Bekhuis Tanja
Department of Library & Information Science, School of Information Sciences, University of Pittsburgh, 135 North Bellefield Avenue, Pittsburgh, PA 15260, USA.
Biomed Digit Libr. 2006 Apr 3;3:2. doi: 10.1186/1742-5581-3-2.
Innovative biomedical librarians and information specialists who want to expand their roles as expert searchers need to know about profound changes in biology and parallel trends in text mining. In recent years, conceptual biology has emerged as a complement to empirical biology. This is partly in response to the availability of massive digital resources such as the network of databases for molecular biologists at the National Center for Biotechnology Information. Developments in text mining and hypothesis discovery systems based on the early work of Swanson, a mathematician and information scientist, are coincident with the emergence of conceptual biology. Very little has been written to introduce biomedical digital librarians to these new trends. In this paper, background for data and text mining, as well as for knowledge discovery in databases (KDD) and in text (KDT) is presented, then a brief review of Swanson's ideas, followed by a discussion of recent approaches to hypothesis discovery and testing. 'Testing' in the context of text mining involves partially automated methods for finding evidence in the literature to support hypothetical relationships. Concluding remarks follow regarding (a) the limits of current strategies for evaluation of hypothesis discovery systems and (b) the role of literature-based discovery in concert with empirical research. Report of an informatics-driven literature review for biomarkers of systemic lupus erythematosus is mentioned. Swanson's vision of the hidden value in the literature of science and, by extension, in biomedical digital databases, is still remarkably generative for information scientists, biologists, and physicians.

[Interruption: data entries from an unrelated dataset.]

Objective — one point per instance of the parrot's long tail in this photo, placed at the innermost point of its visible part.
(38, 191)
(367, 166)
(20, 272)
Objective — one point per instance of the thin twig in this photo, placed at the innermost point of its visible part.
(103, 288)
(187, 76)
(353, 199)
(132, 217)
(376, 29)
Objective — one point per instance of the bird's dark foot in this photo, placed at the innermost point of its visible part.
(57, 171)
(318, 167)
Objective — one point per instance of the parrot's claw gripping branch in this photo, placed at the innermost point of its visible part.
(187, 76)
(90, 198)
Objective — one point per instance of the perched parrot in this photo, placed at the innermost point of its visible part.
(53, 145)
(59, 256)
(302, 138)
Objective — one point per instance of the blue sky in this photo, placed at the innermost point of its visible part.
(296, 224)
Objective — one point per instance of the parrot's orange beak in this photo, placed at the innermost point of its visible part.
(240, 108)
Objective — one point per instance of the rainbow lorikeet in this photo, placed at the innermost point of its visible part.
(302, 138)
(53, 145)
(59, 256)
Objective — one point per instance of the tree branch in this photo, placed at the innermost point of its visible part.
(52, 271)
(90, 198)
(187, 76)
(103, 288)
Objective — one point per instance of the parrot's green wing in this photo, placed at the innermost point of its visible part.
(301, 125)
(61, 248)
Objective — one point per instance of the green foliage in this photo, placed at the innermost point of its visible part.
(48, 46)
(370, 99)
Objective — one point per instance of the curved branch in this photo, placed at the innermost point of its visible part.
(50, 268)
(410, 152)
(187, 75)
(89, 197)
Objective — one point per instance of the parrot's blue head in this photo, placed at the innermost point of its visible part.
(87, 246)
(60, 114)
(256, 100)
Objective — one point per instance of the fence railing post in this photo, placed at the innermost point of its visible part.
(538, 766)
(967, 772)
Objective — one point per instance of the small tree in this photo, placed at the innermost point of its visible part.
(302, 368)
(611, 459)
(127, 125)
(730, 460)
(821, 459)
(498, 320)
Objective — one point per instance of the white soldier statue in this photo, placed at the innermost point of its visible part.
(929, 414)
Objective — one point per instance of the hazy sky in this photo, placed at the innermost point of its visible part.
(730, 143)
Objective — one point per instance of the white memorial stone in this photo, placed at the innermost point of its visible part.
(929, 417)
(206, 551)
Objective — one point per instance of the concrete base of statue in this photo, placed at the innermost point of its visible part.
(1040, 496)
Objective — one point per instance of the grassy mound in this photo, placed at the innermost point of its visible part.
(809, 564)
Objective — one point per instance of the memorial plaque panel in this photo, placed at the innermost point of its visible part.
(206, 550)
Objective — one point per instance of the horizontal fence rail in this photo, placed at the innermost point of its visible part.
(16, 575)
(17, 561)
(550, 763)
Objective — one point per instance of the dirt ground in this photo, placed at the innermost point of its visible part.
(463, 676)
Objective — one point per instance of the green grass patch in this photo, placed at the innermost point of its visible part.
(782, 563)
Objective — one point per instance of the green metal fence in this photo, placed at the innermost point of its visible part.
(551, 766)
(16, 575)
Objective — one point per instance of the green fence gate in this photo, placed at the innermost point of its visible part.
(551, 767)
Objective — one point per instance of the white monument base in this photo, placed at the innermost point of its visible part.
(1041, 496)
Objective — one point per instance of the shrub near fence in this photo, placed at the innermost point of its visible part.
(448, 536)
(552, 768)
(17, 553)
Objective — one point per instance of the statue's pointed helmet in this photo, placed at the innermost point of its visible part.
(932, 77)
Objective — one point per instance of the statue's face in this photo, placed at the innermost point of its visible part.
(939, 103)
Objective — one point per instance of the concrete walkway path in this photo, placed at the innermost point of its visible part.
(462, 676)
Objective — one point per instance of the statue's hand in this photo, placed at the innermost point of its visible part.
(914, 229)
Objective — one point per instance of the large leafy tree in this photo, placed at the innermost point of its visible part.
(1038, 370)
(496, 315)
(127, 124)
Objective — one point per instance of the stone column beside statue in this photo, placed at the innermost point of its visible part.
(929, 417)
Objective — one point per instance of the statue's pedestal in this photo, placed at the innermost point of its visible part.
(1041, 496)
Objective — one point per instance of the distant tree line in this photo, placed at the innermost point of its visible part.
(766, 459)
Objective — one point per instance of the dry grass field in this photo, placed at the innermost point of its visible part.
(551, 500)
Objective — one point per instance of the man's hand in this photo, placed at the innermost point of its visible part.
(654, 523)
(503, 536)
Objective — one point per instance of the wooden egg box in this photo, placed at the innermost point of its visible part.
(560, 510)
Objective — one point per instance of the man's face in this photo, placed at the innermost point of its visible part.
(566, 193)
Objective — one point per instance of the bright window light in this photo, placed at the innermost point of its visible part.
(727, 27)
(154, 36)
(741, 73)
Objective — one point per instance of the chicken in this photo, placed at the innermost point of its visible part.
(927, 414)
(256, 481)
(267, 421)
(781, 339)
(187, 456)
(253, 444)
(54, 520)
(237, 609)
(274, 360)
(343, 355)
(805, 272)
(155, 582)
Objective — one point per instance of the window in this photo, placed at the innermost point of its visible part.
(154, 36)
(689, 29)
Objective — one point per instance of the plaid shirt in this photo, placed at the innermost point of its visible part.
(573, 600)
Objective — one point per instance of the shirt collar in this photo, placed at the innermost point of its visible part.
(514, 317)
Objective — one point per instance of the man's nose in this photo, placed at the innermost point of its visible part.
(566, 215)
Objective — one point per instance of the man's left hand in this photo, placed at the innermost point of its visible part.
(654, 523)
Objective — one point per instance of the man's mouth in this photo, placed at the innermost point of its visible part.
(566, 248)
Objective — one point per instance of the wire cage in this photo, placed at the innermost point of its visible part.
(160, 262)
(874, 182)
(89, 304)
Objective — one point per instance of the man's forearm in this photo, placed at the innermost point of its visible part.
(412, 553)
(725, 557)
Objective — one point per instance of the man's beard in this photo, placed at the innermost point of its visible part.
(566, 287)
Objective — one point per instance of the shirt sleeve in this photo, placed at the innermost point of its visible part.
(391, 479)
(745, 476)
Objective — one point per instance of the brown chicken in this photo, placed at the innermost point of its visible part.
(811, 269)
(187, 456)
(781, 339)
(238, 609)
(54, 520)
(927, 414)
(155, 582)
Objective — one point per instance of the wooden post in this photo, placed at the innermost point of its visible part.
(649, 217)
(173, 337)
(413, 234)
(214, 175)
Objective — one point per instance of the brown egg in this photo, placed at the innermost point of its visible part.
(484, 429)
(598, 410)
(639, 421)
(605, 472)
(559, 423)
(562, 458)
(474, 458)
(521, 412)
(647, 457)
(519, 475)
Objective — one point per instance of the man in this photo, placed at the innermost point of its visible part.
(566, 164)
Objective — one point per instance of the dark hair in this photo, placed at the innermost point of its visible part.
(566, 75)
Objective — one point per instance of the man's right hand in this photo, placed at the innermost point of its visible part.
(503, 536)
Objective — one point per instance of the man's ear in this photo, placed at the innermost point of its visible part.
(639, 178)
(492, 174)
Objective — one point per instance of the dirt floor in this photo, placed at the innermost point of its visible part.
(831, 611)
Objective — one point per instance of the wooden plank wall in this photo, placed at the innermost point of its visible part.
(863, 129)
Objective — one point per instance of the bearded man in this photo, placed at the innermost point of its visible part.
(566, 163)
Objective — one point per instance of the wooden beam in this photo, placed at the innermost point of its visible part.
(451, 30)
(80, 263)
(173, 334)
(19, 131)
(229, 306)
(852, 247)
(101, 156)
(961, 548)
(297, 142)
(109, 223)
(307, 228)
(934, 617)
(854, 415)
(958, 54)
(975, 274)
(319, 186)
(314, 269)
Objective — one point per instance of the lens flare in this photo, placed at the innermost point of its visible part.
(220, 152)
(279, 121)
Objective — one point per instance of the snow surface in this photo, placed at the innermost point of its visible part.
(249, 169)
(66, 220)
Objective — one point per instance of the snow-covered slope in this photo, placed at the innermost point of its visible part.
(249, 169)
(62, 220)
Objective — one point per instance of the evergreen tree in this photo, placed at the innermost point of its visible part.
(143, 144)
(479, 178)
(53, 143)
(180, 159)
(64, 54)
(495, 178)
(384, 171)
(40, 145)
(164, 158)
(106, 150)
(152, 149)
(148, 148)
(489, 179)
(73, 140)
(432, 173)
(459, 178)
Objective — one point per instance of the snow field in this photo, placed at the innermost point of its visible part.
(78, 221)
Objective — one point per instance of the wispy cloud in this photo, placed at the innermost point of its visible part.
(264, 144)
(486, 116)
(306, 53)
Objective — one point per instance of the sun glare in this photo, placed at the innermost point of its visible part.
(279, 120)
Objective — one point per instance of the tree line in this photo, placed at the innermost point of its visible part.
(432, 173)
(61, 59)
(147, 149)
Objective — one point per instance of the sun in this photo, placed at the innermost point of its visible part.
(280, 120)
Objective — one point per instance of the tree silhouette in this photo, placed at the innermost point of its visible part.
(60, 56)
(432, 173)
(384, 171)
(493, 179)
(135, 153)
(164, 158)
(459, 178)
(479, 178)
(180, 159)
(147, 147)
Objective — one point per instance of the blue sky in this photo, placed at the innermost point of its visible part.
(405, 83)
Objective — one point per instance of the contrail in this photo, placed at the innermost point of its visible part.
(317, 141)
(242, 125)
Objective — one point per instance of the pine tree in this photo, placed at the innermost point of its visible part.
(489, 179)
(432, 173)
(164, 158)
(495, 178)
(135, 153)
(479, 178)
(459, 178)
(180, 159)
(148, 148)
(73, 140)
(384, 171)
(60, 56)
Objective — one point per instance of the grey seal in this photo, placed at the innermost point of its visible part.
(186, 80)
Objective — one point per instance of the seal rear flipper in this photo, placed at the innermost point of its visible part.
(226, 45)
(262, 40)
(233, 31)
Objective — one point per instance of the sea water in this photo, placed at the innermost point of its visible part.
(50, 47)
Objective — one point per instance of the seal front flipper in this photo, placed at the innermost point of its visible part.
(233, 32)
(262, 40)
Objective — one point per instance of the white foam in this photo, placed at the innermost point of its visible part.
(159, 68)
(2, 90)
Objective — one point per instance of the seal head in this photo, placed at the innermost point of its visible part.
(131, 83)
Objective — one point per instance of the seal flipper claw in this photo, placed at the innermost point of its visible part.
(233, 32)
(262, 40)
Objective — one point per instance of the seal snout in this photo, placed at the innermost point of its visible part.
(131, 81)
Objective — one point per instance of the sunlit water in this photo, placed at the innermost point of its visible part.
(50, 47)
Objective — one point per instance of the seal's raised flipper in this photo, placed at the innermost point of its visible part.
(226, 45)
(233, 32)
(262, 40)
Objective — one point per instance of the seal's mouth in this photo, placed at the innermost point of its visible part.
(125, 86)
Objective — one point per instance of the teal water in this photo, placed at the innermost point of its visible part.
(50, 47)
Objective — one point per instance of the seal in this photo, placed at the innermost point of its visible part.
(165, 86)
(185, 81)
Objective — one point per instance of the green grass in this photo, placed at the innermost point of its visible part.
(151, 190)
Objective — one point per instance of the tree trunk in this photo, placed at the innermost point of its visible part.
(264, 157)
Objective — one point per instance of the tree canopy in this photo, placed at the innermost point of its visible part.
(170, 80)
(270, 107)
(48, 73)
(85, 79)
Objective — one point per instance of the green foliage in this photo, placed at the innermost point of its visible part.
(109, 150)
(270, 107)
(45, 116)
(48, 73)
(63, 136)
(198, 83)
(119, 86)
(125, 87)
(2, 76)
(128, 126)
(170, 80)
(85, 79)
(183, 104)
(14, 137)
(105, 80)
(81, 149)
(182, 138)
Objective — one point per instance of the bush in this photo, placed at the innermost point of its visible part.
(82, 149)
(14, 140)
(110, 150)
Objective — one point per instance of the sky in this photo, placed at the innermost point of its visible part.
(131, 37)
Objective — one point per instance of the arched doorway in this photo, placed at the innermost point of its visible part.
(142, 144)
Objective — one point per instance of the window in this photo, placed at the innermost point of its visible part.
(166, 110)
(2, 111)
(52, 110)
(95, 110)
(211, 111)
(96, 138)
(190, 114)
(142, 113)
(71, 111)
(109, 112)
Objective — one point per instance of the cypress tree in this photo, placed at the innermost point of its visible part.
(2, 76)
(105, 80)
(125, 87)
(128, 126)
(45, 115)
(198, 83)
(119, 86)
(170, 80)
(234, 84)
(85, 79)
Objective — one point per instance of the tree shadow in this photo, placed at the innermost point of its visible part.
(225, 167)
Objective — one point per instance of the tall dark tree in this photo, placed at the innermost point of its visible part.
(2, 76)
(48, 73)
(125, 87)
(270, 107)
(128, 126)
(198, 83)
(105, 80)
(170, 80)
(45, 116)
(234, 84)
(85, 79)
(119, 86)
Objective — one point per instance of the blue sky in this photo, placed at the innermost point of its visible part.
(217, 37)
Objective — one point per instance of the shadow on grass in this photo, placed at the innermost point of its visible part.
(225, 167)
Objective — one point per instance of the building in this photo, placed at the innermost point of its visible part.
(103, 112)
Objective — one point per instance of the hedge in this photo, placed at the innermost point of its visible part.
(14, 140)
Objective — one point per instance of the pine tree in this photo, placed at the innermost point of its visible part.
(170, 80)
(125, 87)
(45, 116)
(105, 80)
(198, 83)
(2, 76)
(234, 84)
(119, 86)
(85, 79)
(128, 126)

想要拓展其作为专家搜索者角色的创新型生物医学图书馆员和信息专家,需要了解生物学领域的深刻变革以及文本挖掘的并行趋势。近年来,概念生物学已成为实证生物学的补充。这部分是对海量数字资源可得性的回应,比如美国国立生物技术信息中心为分子生物学家提供的数据库网络。基于数学家兼信息科学家斯旺森早期工作的文本挖掘和假设发现系统的发展,与概念生物学的出现同时发生。针对向生物医学数字图书馆员介绍这些新趋势的文章却很少。本文介绍了数据和文本挖掘以及数据库知识发现(KDD)和文本知识发现(KDT)的背景,接着简要回顾了斯旺森的观点,随后讨论了假设发现和检验的近期方法。文本挖掘背景下的“检验”涉及在文献中寻找证据以支持假设关系的部分自动化方法。最后得出关于(a)当前假设发现系统评估策略的局限性以及(b)基于文献的发现与实证研究协同作用的结论。文中提到了一项由信息学驱动的关于系统性红斑狼疮生物标志物的文献综述报告。斯旺森对科学文献以及由此延伸至生物医学数字数据库中隐藏价值的见解,对信息科学家、生物学家和医生而言,仍然具有显著的启发性。